The errors in Dr. Jun’s statement are so numerous that it is only possible to note a few highlights. I wrote:

Dr. Jun: sir, your philosophy is woefully misinformed. The 1 st Amendment, according to James Madison, merely forbids the federal government from establishing a ‘national church.’ No one then, nor do I, wish to have an official state church. However, that is far different from speaking of our Christian nation in the sense of recognizing Christian principles being imbedded within its framework and forming the underpinning of our
society. As Patrick Henry put it, this nation ‘was founded upon the gospel of Jesus Christ.’ Joseph Story, appointed by Madison to the Supreme Court, said, ‘we do not attribute this prohibition of a national religious establishment to an indifference to religion in general, and especially to Christianity … an attempt to level all religions and to make it a matter of state policy to hold all in utter indifference would have created universal disapprobation …’

 

I suppose that these men are too antiquated to know what they are talking about land need modernists from Universities to straighten them out. Not a Christian nation? ‘Providence has given to our people the choice of their rulers, and it is the duty as well as the privilege … of our Christian nation to select Christians as their rulers’ (John Jay, 1 st chief justice of the Supreme Court).

 

Next, I only mentioned that the Founders were Christians in answer to another letter which opined that this country was founded by a bunch of deists and secular humanists—not as proof of a Christian nation. You missed that point as well.

 

Third, to cavalierly dismiss as ‘anti-Semitic’ the 1892 Supreme Court decision which identified us as a Christiannation bespeaks of deep-seated prejudice by Dr. Jun and a fundamental lack of understanding about the roots of America. It is extremely sad that our tax dollars support this type of radical expression.

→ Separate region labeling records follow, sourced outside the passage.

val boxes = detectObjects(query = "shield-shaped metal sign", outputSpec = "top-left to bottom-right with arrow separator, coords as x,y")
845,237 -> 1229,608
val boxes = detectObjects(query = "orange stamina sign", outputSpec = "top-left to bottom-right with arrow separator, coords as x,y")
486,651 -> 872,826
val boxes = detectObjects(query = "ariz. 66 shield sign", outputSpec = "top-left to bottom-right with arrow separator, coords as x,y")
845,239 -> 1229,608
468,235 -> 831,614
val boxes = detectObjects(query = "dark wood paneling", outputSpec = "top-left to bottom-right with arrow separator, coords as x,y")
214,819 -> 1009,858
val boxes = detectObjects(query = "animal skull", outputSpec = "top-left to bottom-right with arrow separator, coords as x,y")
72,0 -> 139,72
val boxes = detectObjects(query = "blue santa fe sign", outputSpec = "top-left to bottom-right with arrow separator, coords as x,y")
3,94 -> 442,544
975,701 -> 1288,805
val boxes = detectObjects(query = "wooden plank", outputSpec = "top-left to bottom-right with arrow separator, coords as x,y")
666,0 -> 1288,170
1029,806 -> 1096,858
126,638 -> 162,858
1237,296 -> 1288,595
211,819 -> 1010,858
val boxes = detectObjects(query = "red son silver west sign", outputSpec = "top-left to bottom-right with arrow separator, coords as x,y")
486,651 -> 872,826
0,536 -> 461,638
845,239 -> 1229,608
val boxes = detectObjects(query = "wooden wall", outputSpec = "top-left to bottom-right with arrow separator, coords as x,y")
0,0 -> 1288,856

2 See Catherine Drinker Bowen, Miracle at Philadelphia, p. 215.

In truth, the fact that this was established as a Christian nation infuriates the secularists in our country. Perhaps they ought to be thankful that the only “accommodation” that America made was to the irreligious, allowing them to live freely in a Christian nation without forcing them to support a state-sponsored church.

After the above public exchange, I contacted Dr. Jun by email in an effort to engage in a public discussion on Christianity in general and the existence of God. But his contempt for Christianity apparently knows no bounds as he tartly replied,“do not ever contact me again.”

So much for a free society where ideas can be exchanged openly in gentlemanly fashion.